Species of flowering plant

Acrosynanthus jamaicensis is a species of flowering plant in the family Rubiaceae. It is a shrub with pale brown fruits.

The species is native to Jamaica. It was described by Richard A. Howard and George R. Proctor in 1958.

==Distribution==
Acrosynanthus jamaicensis is native to the wet tropical biome of Jamaica. It was the first species of Acrosynanthus known from outside of Cuba.

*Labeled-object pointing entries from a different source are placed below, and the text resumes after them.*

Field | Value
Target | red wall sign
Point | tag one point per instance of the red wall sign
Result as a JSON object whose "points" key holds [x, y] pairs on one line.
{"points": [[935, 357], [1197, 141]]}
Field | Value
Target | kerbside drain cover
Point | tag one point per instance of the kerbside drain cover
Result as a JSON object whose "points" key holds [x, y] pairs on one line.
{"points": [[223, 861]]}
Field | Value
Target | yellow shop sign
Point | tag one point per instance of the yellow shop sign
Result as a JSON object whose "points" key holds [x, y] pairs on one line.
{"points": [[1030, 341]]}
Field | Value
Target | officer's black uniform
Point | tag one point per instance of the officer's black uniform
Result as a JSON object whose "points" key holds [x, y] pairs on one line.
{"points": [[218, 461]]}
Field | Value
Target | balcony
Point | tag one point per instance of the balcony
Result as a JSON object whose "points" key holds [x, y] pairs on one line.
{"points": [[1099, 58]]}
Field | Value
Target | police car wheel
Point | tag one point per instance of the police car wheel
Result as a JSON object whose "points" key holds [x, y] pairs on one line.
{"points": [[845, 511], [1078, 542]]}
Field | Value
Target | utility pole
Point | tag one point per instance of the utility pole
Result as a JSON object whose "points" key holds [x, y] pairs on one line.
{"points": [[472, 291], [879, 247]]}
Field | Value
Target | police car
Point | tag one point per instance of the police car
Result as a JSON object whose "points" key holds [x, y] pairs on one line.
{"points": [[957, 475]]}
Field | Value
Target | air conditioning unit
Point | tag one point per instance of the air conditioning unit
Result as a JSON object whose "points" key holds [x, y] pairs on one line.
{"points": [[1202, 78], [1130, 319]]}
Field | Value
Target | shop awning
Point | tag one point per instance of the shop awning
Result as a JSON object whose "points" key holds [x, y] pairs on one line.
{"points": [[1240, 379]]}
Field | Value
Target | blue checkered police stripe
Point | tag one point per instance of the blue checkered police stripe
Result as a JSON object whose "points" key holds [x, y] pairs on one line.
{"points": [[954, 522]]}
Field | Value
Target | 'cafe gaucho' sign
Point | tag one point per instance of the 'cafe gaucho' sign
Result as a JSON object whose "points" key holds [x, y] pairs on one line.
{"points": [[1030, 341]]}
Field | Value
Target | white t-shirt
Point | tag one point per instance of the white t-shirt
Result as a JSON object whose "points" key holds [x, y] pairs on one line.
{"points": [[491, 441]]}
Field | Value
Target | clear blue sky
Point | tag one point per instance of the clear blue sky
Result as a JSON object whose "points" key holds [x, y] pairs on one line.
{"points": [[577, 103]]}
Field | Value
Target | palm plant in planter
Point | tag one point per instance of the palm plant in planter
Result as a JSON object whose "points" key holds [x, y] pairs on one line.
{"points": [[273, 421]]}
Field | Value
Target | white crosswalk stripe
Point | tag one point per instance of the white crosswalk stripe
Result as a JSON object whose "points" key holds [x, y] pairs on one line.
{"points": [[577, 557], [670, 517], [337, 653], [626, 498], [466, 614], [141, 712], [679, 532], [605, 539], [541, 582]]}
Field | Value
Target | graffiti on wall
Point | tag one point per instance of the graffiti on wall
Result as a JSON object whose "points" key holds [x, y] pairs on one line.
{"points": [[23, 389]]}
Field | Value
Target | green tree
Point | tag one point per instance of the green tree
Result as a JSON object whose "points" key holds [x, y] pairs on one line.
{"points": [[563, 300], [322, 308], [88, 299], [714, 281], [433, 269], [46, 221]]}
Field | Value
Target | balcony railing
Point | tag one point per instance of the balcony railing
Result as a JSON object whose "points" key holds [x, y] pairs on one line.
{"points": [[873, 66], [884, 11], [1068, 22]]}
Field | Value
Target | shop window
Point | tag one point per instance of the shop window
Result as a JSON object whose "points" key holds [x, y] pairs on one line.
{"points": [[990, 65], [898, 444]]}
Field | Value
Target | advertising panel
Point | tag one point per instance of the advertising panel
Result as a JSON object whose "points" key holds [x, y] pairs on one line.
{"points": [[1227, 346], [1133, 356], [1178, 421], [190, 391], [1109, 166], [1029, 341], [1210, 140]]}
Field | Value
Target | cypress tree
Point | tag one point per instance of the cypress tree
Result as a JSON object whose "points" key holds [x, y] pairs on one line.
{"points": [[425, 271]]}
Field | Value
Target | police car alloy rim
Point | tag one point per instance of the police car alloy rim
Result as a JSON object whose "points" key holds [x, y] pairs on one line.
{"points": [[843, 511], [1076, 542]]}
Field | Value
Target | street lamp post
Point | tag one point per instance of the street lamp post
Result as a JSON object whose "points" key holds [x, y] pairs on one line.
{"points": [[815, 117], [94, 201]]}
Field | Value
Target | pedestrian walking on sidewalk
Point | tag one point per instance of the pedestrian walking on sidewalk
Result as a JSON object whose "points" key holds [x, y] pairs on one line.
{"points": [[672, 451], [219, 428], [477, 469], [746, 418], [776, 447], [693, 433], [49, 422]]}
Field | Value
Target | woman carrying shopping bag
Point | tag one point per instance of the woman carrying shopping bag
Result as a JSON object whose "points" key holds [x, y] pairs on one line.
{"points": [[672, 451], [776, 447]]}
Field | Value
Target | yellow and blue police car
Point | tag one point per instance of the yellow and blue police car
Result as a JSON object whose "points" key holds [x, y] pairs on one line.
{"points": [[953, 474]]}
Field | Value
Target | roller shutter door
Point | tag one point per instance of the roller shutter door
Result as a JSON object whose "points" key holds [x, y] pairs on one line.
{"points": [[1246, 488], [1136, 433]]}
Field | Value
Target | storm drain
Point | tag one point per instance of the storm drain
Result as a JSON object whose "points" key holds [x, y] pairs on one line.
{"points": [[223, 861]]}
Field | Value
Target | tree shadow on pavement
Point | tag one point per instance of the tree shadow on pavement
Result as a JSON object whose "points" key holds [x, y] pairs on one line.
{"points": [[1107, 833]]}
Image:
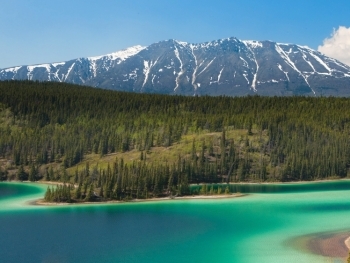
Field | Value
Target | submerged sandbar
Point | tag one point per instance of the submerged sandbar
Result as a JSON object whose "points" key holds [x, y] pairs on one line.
{"points": [[335, 245]]}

The type material was collected from the sides of a limestone ravine in Trelawny Parish, Jamaica.

==Description==
Acrosynanthus jamaicensis is a shrub, around 3 m tall. The leaves are 3-4.5 cm long, and 4-8 mm wide. The fruits are 3 mm in diameter, and pale brown when mature. The leaves and young stems have a resinous coating.